Contains 1 chromosomes and 2 strands.
Note above that positions refer to the 5’ end of intervals, meaning that counting
occurs from right to left for intervals on the negative strand.
You can ignore strand using use_strand=False:
>>> e.slice_ranges(start=0, end=10, use_strand=False)
index | Chromosome Start End Strand transcript_id
int64 | category int64 int64 category str
------- --- ------------ ------- ------- ---------- ---------------
0 | 1 11878 11888 + ENST00000456328
1 | 1 12622 12632 + ENST00000456328
2 | 1 13225 13235 + ENST00000456328
3 | 1 110952 110962 - ENST00000471248
4 | 1 112699 112709 - ENST00000471248
5 | 1 120873 120883 - ENST00000610542
6 | 1 129059 129069 - ENST00000610542
7 | 1 133378 133388 - ENST00000610542
PyRanges with 8 rows, 5 columns, and 1 index columns.
Contains 1 chromosomes and 2 strands.
start and end can be provided as positional arguments. end can be omitted.
When requesting a slice that is entirely out of bounds, the corresponding rows are absent in output.
The following yields intervals from position 200 to their existing 3’ end
(i.e. we remove the first 200 bases of each interval).
Note that intervals that were <200 bp have no row in output:
>>> e.slice_ranges(200)
index | Chromosome Start End Strand transcript_id
int64 | category int64 int64 category str
------- --- ------------ ------- ------- ---------- ---------------
0 | 1 12078 12227 + ENST00000456328
2 | 1 13425 14409 + ENST00000456328
3 | 1 110952 111157 - ENST00000471248
7 | 1 133378 133523 - ENST00000610542
PyRanges with 4 rows, 5 columns, and 1 index columns.

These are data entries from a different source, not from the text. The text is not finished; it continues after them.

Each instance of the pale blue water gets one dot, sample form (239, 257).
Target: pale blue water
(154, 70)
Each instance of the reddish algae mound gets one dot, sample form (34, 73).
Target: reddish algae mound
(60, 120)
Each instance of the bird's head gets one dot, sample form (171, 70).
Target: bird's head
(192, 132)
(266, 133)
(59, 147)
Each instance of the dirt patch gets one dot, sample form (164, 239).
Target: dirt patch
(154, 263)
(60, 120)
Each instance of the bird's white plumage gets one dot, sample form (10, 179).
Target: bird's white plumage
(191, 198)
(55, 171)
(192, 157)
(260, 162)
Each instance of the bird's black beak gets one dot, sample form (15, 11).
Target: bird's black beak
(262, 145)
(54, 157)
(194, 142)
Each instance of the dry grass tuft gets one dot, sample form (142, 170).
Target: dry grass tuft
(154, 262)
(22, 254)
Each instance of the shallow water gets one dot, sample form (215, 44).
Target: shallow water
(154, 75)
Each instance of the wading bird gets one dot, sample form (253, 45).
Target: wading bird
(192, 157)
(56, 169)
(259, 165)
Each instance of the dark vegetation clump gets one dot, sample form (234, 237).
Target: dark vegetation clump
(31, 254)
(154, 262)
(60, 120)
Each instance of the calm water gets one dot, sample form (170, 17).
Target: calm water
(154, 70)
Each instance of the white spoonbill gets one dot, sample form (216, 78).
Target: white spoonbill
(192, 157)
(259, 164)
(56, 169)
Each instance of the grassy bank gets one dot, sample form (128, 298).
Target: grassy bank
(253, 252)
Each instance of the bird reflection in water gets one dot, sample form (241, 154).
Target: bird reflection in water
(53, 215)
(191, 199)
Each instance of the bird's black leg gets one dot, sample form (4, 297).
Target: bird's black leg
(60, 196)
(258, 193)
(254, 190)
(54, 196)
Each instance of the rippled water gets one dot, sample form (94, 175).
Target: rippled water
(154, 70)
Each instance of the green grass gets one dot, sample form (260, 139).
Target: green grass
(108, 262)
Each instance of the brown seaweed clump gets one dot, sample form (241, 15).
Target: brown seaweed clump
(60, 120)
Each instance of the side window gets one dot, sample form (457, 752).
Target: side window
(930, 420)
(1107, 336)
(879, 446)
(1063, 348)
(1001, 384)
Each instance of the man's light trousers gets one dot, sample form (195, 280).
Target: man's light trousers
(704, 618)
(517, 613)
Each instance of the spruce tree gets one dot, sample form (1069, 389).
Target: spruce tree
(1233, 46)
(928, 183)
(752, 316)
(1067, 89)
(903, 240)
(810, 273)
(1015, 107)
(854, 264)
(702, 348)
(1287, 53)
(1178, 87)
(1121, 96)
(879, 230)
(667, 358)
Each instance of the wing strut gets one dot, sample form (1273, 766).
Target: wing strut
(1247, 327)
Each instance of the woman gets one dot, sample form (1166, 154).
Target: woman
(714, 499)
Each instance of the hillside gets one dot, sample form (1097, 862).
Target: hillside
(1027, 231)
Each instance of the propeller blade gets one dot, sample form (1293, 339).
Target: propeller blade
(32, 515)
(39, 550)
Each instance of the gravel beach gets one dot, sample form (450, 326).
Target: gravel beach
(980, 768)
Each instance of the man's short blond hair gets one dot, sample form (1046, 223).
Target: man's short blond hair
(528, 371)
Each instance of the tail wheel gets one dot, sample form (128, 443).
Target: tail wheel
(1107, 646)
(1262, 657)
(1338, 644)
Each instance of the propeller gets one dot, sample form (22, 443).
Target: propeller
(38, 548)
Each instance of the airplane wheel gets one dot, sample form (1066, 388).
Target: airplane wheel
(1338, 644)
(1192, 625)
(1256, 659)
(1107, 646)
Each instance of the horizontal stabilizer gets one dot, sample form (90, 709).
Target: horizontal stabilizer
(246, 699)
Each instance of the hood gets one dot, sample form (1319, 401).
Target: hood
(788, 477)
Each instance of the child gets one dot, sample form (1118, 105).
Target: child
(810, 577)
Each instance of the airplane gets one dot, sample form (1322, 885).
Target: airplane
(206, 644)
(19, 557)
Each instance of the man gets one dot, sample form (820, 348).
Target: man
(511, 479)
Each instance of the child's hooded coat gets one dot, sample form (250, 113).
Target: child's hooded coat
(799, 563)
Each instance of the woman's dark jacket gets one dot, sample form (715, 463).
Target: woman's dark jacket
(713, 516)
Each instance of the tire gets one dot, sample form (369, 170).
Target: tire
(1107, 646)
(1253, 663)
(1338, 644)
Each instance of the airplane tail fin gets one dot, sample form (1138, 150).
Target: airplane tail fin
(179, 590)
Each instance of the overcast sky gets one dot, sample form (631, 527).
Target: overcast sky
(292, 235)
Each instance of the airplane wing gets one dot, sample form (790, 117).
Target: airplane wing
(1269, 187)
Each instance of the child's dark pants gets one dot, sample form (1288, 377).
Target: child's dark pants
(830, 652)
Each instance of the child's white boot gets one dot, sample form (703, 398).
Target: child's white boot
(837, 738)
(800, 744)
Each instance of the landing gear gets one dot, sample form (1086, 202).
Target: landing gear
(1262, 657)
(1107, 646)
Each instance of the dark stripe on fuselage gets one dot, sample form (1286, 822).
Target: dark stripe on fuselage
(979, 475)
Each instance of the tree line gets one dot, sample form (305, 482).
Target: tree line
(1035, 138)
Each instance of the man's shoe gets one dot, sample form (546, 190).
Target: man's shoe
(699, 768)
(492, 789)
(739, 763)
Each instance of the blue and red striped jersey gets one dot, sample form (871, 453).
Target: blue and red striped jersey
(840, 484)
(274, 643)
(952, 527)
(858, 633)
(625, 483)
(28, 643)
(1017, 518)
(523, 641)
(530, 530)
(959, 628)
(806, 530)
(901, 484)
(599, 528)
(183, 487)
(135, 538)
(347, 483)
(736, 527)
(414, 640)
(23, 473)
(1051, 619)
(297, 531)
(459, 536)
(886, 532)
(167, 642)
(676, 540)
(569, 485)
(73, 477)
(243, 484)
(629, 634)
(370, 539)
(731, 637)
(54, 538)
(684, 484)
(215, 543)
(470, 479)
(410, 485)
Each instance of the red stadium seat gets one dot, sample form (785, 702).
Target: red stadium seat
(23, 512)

Contains 1 chromosomes and 2 strands.
Positions can be negative, in which case they are counted from the end of the interval. To get the last 10 bases of each interval, we can do:
>>> e.slice_ranges(-10)
index | Chromosome Start End Strand transcript_id
int64 | category int64 int64 category str
------- --- ------------ ------- ------- ---------- ---------------
0 | 1 12217 12227 + ENST00000456328
1 | 1 12711 12721 + ENST00000456328
2 | 1 14399 14409 + ENST00000456328
3 | 1 110952 110962 - ENST00000471248
4 | 1 112699 112709 - ENST00000471248
5 | 1 120873 120883 - ENST00000610542
6 | 1 129059 129069 - ENST00000610542
7 | 1 133378 133388 - ENST00000610542
PyRanges with 8 rows, 5 columns, and 1 index columns.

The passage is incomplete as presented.